Analysis of tax impact
Excise tax on a competitive market:
- Shifts the supply curve upward by the amount of the tax
- Price to consumers rises (but by less than the tax)
- Price to producers falls
- Quantity decreases
- Burden is distributed according to elasticity
Deadweight loss: - Some transactions do not occur
- Loss of welfare—a triangle between the curves
Analysis of subsidies
Subsidy to producers:
- Shifts supply downward
- Price falls, quantity increases
- Benefits are distributed according to elasticity
Subsidy costs: - Budgetary expenditure
- Deadweight loss from overproduction
- Resource distortion
International trade
Opening to trade:
- World price lower than domestic → imports
- Consumers benefit (lower prices)
- Producers lose (competition)
- Net gain for the country
Tariffs: - Raise domestic price
- Protect domestic producers
- Harm consumers
- Create deadweight loss
Labor market
Minimum wage in a competitive market:
- If above equilibrium—surplus of labor (unemployment)
- Employers hire less
- Workers are willing to work more
- Gap = unemployment
Reality is more complex: - Labor markets are not always competitive
- With monopsony, minimum wage may increase employment
Agricultural policy
Price support:
- Government sets minimum price
- Buys surplus
- Costs to the budget
- Overproduction
Production quotas: - Limit supply
- Support price
- Create rent for quota holders
Environmental regulation
Pigouvian tax (pollution tax):
- Internalizes externality
- Increases costs for polluting production
- Reduces pollution to efficient level
Cap-and-trade: - Limits total emissions
- Tradable permits
- Market price of permit = marginal cost of reduction
For the investor: when is the model applicable?

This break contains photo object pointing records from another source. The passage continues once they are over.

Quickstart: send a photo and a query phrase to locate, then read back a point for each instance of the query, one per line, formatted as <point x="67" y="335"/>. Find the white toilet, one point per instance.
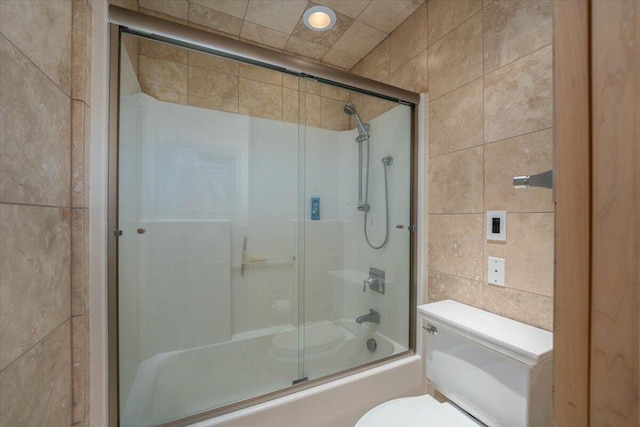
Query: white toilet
<point x="496" y="371"/>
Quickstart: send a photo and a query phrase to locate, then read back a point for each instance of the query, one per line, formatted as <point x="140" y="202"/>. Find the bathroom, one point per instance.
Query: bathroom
<point x="493" y="75"/>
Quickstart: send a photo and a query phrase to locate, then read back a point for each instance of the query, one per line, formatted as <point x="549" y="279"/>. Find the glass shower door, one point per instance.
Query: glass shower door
<point x="265" y="231"/>
<point x="357" y="229"/>
<point x="208" y="205"/>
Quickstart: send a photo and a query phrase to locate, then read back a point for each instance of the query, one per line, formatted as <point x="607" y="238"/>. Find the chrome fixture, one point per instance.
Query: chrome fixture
<point x="363" y="205"/>
<point x="376" y="281"/>
<point x="543" y="180"/>
<point x="431" y="329"/>
<point x="351" y="110"/>
<point x="372" y="317"/>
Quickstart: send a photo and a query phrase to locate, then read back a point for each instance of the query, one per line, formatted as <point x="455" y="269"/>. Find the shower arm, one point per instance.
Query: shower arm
<point x="543" y="180"/>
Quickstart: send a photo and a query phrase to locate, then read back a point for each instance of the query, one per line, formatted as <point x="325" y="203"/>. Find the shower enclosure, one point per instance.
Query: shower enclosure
<point x="263" y="230"/>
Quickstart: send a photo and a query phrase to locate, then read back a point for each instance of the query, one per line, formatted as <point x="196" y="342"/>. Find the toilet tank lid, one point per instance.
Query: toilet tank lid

Markets close to perfect competition:
- Commodities (oil, metals, grain)
- Standardized products
- Low entry barriers
- Many participants
Implications for investments: - Low-cost producer = competitive advantage
- Limited pricing power
- Profit depends on costs and cycle
- Consolidation can create value
When the model does NOT apply:
- Differentiated products (brands)
- High entry barriers
- Few large players
- Network effects
Understanding when a market is competitive and when it is not is key to proper analysis and valuation.